Population-based metrics for the timing of HIV diagnosis, engagement in HIV care, and virologic suppression.

Department of Medicine, University of Washington, Seattle, USA.
AIDS (London, England) (Impact Factor: 6.56). 01/2012; 26(1):77-86. DOI: 10.1097/QAD.0b013e32834dcee9
Source: PubMed

ABSTRACT To compare population-based metrics for assessing progress toward the US National HIV/AIDS Strategy (NHAS) goals.
Analysis of surveillance data from persons living with HIV/AIDS (PLWHA) in King County, Washington, USA, 2005-2009.
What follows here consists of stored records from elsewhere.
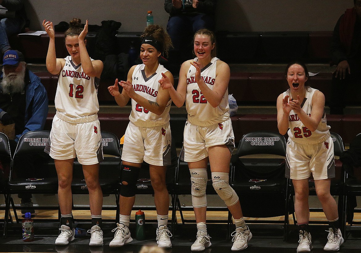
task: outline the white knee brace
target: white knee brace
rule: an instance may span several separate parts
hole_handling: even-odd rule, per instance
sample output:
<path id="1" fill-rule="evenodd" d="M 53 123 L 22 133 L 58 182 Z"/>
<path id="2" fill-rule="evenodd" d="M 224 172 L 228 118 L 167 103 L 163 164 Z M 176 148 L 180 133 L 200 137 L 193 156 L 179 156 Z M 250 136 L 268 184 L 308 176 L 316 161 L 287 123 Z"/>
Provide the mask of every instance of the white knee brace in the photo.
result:
<path id="1" fill-rule="evenodd" d="M 229 173 L 212 172 L 213 187 L 217 194 L 227 206 L 232 206 L 238 201 L 238 196 L 233 188 L 230 186 Z"/>
<path id="2" fill-rule="evenodd" d="M 207 169 L 191 169 L 192 183 L 192 203 L 193 207 L 207 206 L 205 189 L 207 187 Z"/>

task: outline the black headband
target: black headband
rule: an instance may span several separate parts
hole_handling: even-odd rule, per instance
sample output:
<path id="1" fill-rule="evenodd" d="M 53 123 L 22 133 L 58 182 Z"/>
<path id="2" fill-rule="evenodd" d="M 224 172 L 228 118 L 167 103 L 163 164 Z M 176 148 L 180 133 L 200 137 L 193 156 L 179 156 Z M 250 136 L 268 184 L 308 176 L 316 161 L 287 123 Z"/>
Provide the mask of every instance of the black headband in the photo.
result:
<path id="1" fill-rule="evenodd" d="M 158 40 L 151 36 L 147 36 L 143 38 L 142 40 L 142 44 L 149 44 L 156 48 L 156 49 L 157 50 L 161 53 L 163 53 L 163 50 L 162 48 L 162 44 Z"/>

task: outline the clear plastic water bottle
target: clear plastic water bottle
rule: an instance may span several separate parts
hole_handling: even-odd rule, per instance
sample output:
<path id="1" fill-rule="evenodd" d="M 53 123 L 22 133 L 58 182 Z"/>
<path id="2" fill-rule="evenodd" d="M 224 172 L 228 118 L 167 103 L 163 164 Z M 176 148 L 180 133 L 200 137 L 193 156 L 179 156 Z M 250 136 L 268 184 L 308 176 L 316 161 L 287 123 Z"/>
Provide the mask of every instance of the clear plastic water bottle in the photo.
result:
<path id="1" fill-rule="evenodd" d="M 32 241 L 34 240 L 34 220 L 31 219 L 30 213 L 25 214 L 25 218 L 22 220 L 23 241 Z"/>
<path id="2" fill-rule="evenodd" d="M 153 14 L 152 13 L 151 10 L 148 10 L 148 13 L 147 14 L 147 26 L 148 26 L 149 25 L 154 25 L 154 20 L 153 19 Z"/>
<path id="3" fill-rule="evenodd" d="M 145 234 L 144 229 L 144 222 L 145 220 L 144 212 L 139 210 L 135 213 L 135 234 L 138 241 L 142 241 L 145 239 Z"/>

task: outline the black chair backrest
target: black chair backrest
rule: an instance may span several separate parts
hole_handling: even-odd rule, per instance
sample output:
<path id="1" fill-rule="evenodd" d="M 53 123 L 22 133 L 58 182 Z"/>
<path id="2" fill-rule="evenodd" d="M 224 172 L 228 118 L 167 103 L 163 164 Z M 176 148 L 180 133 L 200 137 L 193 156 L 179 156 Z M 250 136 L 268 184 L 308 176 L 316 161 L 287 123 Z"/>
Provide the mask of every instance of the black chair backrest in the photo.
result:
<path id="1" fill-rule="evenodd" d="M 9 139 L 5 134 L 1 132 L 0 132 L 0 156 L 11 157 Z"/>
<path id="2" fill-rule="evenodd" d="M 284 137 L 278 133 L 271 131 L 256 131 L 244 135 L 239 142 L 237 156 L 260 154 L 285 156 Z"/>
<path id="3" fill-rule="evenodd" d="M 14 157 L 45 153 L 44 148 L 49 140 L 50 131 L 31 131 L 20 137 Z"/>
<path id="4" fill-rule="evenodd" d="M 119 140 L 114 134 L 105 131 L 101 131 L 101 142 L 103 154 L 120 157 L 121 156 Z"/>
<path id="5" fill-rule="evenodd" d="M 31 131 L 23 134 L 14 153 L 13 175 L 17 178 L 57 177 L 54 159 L 44 152 L 49 131 Z M 21 172 L 17 173 L 20 170 Z M 25 174 L 24 174 L 25 173 Z"/>
<path id="6" fill-rule="evenodd" d="M 335 155 L 339 156 L 342 152 L 345 151 L 342 138 L 336 133 L 330 132 L 330 133 L 331 134 L 331 137 L 332 137 L 332 140 L 334 142 L 334 152 Z"/>

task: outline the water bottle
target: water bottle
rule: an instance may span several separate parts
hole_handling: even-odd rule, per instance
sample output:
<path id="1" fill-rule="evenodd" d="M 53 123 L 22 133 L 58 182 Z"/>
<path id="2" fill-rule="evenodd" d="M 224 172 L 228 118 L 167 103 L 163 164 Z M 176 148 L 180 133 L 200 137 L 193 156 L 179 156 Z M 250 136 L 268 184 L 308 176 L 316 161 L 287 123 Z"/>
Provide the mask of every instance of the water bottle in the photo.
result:
<path id="1" fill-rule="evenodd" d="M 135 60 L 138 58 L 138 53 L 135 50 L 134 42 L 132 41 L 129 47 L 129 51 L 128 52 L 128 60 L 129 65 L 133 66 L 135 64 Z"/>
<path id="2" fill-rule="evenodd" d="M 23 241 L 32 241 L 34 240 L 34 221 L 31 218 L 31 214 L 30 213 L 25 214 L 25 218 L 22 220 Z"/>
<path id="3" fill-rule="evenodd" d="M 144 212 L 139 210 L 135 213 L 135 236 L 138 241 L 145 239 L 144 233 L 144 222 L 145 217 Z"/>
<path id="4" fill-rule="evenodd" d="M 149 25 L 154 25 L 154 21 L 153 19 L 153 14 L 152 14 L 151 10 L 148 10 L 147 14 L 147 26 Z"/>

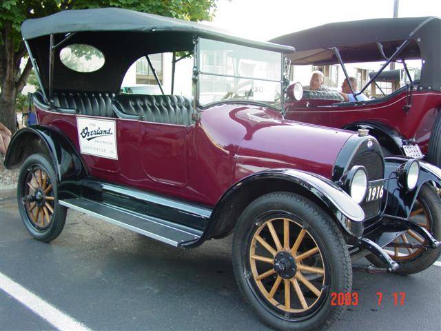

We examined indicators of the timing of HIV diagnosis [intertest interval, CD4 cell count at diagnosis, and AIDS ≤ 1 year of diagnosis (late diagnosis)]; linkage to initial care (CD4 or viral load report ≤3 months after diagnosis) and sustained care (a laboratory report 3-9 months after linkage); engagement in continuous care in 2009 (at least two laboratory reports ≥3 months apart); and virologic suppression.
Thirty-two percent of persons had late HIV diagnoses, 31% of whom reported testing HIV negative in the 2 years preceding their HIV diagnoses. Linkage to sustained care, but not linkage to initial care, was significantly associated with subsequent virologic suppression. Among 6070 PLWHA in King County, 65% of those with at least one viral load reported in 2009 and 53% of all PLWHA had virologic suppression. Although only 66% of all PLWHA were engaged in continuous care, 81% were defined as engaged using the denominator proposed in the NHAS (at least one laboratory result reported in 2009 excluding persons establishing care in the second half of the year).
Proposed metrics for monitoring the HIV care continuum may not accurately measure late diagnoses or linkage to sustained care and are sensitive to assumptions about the size of the population of PLWHA. Monitoring progress toward achievement of NHAS goals will require improvements in HIV surveillance data and refinement of care metrics.